Boję się schodzić głęboko w dół, boję się tych miejsc, gdzie nic nie widać, boję się nieoświetlonego, boję się być zewsząd otoczona ziemią. I ta książka właśnie taka dla mnie była – przerażająca, duszna, niebezpieczna. Musiałam się z niej wynurzać, żeby zaczerpnąć powietrza, bo coraz bardziej mi go brakowało podczas lektury. Z każdą stroną robiło się goręcej, lawa niemal dotykała moich palców. Ale też ta historia fascynowała mnie i uwodziła. Dlaczego? Dlatego, że autorka w mistrzowski sposób przetworzyła rzeczywistość, te piękne bajkowe krajobrazy, pocztówkowe widoczki i błękit na czerń, suchość w ustach, dłonie rozpaczliwie starające się chwytać skał, by iść prosto, by nie upaść, na krew, łzy, pożar, na mityczne potwory, które czają się pod ziemią i są gotowe, żeby wyjść na powierzchnię i pochłonąć cały ten spokojny świat, zawładnąć nim, spopielić. To typowo baśniowa historia – walka dobra ze złem, odnajdywanie w sobie odwagi, by pokonać silniejszego od siebie Złego, uświadomienie sobie, jak wiele znaczy rodzina, przyjaciele, miłość. Tylko, że moim zdaniem nie ma tu jednoznacznego, dobrego zakończenia.
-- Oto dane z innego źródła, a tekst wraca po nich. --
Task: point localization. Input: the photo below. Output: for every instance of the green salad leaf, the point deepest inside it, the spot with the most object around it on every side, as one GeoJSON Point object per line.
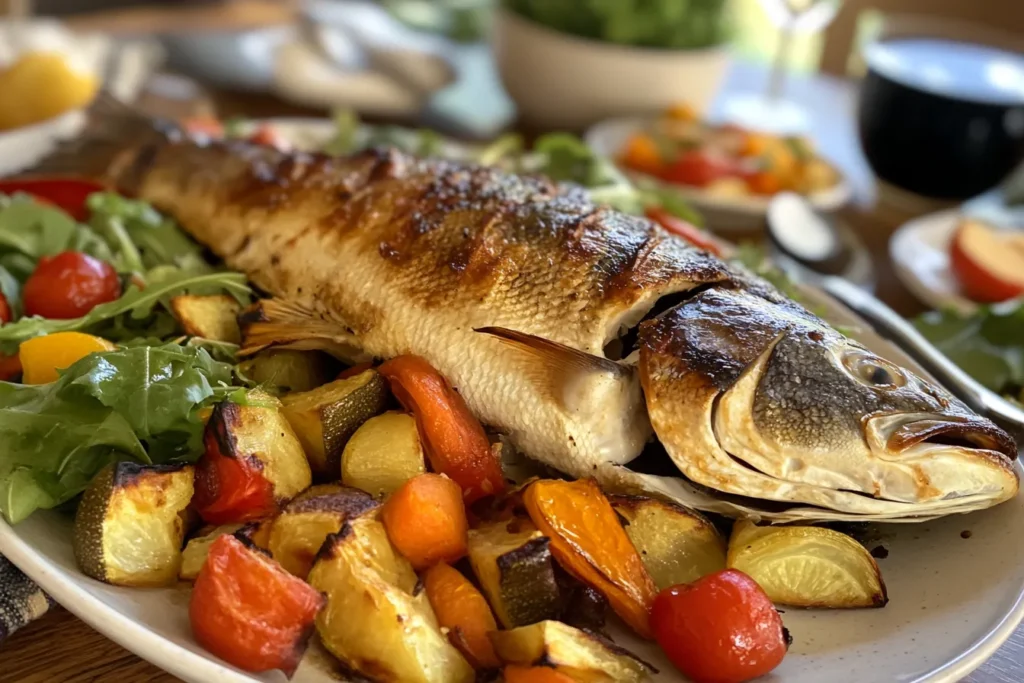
{"type": "Point", "coordinates": [988, 344]}
{"type": "Point", "coordinates": [138, 402]}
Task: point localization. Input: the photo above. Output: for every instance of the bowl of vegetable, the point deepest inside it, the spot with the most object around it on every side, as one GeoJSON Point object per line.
{"type": "Point", "coordinates": [729, 174]}
{"type": "Point", "coordinates": [567, 65]}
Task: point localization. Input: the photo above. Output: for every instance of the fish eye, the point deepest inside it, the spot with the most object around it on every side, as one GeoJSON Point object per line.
{"type": "Point", "coordinates": [872, 371]}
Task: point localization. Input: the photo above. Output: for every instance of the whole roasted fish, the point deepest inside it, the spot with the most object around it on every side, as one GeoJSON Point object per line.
{"type": "Point", "coordinates": [580, 332]}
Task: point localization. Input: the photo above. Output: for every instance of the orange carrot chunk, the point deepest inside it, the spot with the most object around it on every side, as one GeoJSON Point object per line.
{"type": "Point", "coordinates": [453, 438]}
{"type": "Point", "coordinates": [517, 674]}
{"type": "Point", "coordinates": [464, 611]}
{"type": "Point", "coordinates": [589, 542]}
{"type": "Point", "coordinates": [425, 519]}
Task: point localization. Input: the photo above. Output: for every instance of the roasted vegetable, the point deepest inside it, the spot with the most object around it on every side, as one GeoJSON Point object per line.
{"type": "Point", "coordinates": [720, 628]}
{"type": "Point", "coordinates": [249, 611]}
{"type": "Point", "coordinates": [283, 371]}
{"type": "Point", "coordinates": [195, 554]}
{"type": "Point", "coordinates": [378, 620]}
{"type": "Point", "coordinates": [129, 525]}
{"type": "Point", "coordinates": [677, 545]}
{"type": "Point", "coordinates": [581, 655]}
{"type": "Point", "coordinates": [41, 357]}
{"type": "Point", "coordinates": [426, 520]}
{"type": "Point", "coordinates": [213, 316]}
{"type": "Point", "coordinates": [512, 561]}
{"type": "Point", "coordinates": [300, 529]}
{"type": "Point", "coordinates": [807, 566]}
{"type": "Point", "coordinates": [252, 462]}
{"type": "Point", "coordinates": [454, 439]}
{"type": "Point", "coordinates": [383, 454]}
{"type": "Point", "coordinates": [327, 417]}
{"type": "Point", "coordinates": [464, 611]}
{"type": "Point", "coordinates": [590, 543]}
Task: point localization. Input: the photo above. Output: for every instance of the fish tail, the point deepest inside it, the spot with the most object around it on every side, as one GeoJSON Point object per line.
{"type": "Point", "coordinates": [116, 145]}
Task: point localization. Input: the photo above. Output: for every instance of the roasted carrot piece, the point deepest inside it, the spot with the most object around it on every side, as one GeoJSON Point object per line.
{"type": "Point", "coordinates": [589, 542]}
{"type": "Point", "coordinates": [249, 611]}
{"type": "Point", "coordinates": [464, 611]}
{"type": "Point", "coordinates": [516, 674]}
{"type": "Point", "coordinates": [453, 438]}
{"type": "Point", "coordinates": [425, 519]}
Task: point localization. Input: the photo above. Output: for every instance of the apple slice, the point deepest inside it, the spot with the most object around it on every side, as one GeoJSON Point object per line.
{"type": "Point", "coordinates": [988, 262]}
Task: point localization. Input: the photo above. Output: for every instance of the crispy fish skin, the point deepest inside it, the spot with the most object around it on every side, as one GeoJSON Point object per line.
{"type": "Point", "coordinates": [513, 288]}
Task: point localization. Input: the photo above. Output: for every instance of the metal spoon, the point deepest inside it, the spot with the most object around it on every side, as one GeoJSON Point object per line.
{"type": "Point", "coordinates": [884, 318]}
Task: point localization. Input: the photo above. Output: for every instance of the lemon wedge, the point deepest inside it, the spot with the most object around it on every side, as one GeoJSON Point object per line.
{"type": "Point", "coordinates": [807, 566]}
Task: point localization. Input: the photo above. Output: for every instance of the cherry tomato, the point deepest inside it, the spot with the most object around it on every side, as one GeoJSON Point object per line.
{"type": "Point", "coordinates": [686, 230]}
{"type": "Point", "coordinates": [720, 629]}
{"type": "Point", "coordinates": [248, 610]}
{"type": "Point", "coordinates": [699, 169]}
{"type": "Point", "coordinates": [70, 285]}
{"type": "Point", "coordinates": [267, 135]}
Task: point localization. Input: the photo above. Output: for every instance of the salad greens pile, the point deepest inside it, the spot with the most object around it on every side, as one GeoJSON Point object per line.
{"type": "Point", "coordinates": [988, 344]}
{"type": "Point", "coordinates": [138, 401]}
{"type": "Point", "coordinates": [664, 24]}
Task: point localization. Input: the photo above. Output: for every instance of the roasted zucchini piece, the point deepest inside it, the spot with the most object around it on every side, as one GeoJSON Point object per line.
{"type": "Point", "coordinates": [378, 620]}
{"type": "Point", "coordinates": [283, 371]}
{"type": "Point", "coordinates": [807, 566]}
{"type": "Point", "coordinates": [581, 655]}
{"type": "Point", "coordinates": [513, 563]}
{"type": "Point", "coordinates": [130, 523]}
{"type": "Point", "coordinates": [300, 529]}
{"type": "Point", "coordinates": [383, 454]}
{"type": "Point", "coordinates": [208, 316]}
{"type": "Point", "coordinates": [326, 417]}
{"type": "Point", "coordinates": [253, 462]}
{"type": "Point", "coordinates": [677, 546]}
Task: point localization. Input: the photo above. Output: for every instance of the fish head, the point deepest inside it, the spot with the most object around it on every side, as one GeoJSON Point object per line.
{"type": "Point", "coordinates": [783, 408]}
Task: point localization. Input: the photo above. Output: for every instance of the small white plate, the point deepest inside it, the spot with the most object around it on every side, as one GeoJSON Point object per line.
{"type": "Point", "coordinates": [920, 251]}
{"type": "Point", "coordinates": [723, 214]}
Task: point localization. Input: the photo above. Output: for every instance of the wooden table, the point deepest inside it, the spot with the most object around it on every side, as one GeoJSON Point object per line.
{"type": "Point", "coordinates": [59, 648]}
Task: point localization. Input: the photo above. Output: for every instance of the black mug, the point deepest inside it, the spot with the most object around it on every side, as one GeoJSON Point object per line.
{"type": "Point", "coordinates": [942, 119]}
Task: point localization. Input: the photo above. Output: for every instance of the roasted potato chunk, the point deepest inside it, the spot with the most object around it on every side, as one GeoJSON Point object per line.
{"type": "Point", "coordinates": [252, 463]}
{"type": "Point", "coordinates": [378, 620]}
{"type": "Point", "coordinates": [283, 371]}
{"type": "Point", "coordinates": [807, 566]}
{"type": "Point", "coordinates": [130, 523]}
{"type": "Point", "coordinates": [300, 529]}
{"type": "Point", "coordinates": [208, 316]}
{"type": "Point", "coordinates": [383, 454]}
{"type": "Point", "coordinates": [677, 546]}
{"type": "Point", "coordinates": [327, 417]}
{"type": "Point", "coordinates": [513, 563]}
{"type": "Point", "coordinates": [581, 655]}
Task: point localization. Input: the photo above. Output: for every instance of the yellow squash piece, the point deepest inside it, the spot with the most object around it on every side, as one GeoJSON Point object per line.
{"type": "Point", "coordinates": [42, 85]}
{"type": "Point", "coordinates": [807, 566]}
{"type": "Point", "coordinates": [677, 546]}
{"type": "Point", "coordinates": [43, 356]}
{"type": "Point", "coordinates": [130, 523]}
{"type": "Point", "coordinates": [378, 620]}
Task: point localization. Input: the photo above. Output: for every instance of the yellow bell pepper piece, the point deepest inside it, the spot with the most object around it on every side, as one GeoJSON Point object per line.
{"type": "Point", "coordinates": [43, 356]}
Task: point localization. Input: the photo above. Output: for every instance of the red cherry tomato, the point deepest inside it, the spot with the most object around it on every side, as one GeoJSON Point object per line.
{"type": "Point", "coordinates": [70, 285]}
{"type": "Point", "coordinates": [720, 629]}
{"type": "Point", "coordinates": [699, 169]}
{"type": "Point", "coordinates": [686, 230]}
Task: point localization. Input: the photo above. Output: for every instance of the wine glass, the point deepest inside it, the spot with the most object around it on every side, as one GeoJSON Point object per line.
{"type": "Point", "coordinates": [771, 112]}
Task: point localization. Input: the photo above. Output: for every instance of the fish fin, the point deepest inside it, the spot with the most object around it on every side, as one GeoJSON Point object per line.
{"type": "Point", "coordinates": [109, 147]}
{"type": "Point", "coordinates": [564, 360]}
{"type": "Point", "coordinates": [280, 324]}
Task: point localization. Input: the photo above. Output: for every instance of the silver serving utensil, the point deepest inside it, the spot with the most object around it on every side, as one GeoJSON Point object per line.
{"type": "Point", "coordinates": [892, 325]}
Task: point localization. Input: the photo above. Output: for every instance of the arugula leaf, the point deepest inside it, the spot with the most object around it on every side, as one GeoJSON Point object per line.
{"type": "Point", "coordinates": [138, 402]}
{"type": "Point", "coordinates": [135, 305]}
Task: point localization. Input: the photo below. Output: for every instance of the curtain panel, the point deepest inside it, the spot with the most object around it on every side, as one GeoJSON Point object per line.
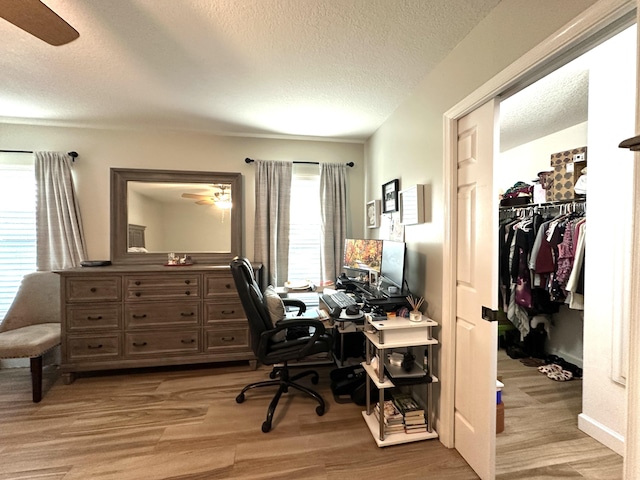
{"type": "Point", "coordinates": [333, 211]}
{"type": "Point", "coordinates": [273, 206]}
{"type": "Point", "coordinates": [60, 237]}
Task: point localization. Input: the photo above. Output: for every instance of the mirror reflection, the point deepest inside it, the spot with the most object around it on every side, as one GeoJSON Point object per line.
{"type": "Point", "coordinates": [156, 212]}
{"type": "Point", "coordinates": [159, 215]}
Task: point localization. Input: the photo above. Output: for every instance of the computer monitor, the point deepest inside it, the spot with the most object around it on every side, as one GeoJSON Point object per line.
{"type": "Point", "coordinates": [392, 267]}
{"type": "Point", "coordinates": [362, 255]}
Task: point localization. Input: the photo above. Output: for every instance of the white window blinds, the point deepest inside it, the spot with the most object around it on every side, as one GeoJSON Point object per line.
{"type": "Point", "coordinates": [304, 233]}
{"type": "Point", "coordinates": [17, 224]}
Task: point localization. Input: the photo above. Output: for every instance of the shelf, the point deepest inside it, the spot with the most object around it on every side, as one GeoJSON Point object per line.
{"type": "Point", "coordinates": [394, 438]}
{"type": "Point", "coordinates": [398, 342]}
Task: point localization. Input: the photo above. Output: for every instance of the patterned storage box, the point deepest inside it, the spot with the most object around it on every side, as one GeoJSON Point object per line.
{"type": "Point", "coordinates": [567, 167]}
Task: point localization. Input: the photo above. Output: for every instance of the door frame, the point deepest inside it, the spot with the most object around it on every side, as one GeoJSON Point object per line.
{"type": "Point", "coordinates": [539, 61]}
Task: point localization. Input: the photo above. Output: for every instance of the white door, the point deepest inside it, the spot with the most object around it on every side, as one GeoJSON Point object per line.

Tak, jakby zło było na tyle silne, że nawet w bajkach nie można go unicestwić. Można jedynie je uśpić, można przysypać złotym piaskiem, można poznać – narysować mapę, wyszyć ją złotą nicią, wiedzieć, gdzie bije serce zła. I podoba mi się to zakończenie – niecukierkowe, do mokrego od łez uśmiechu, do zastanawiania się nad istotą bohaterstwa, nad własną pychą, nad tym, jak bardzo każdy z nas chce być wyjątkowy, jak chce się zapisać w dziejach świata i że często krzywdzi przy tym innych. Gorzka, ale piękna historia.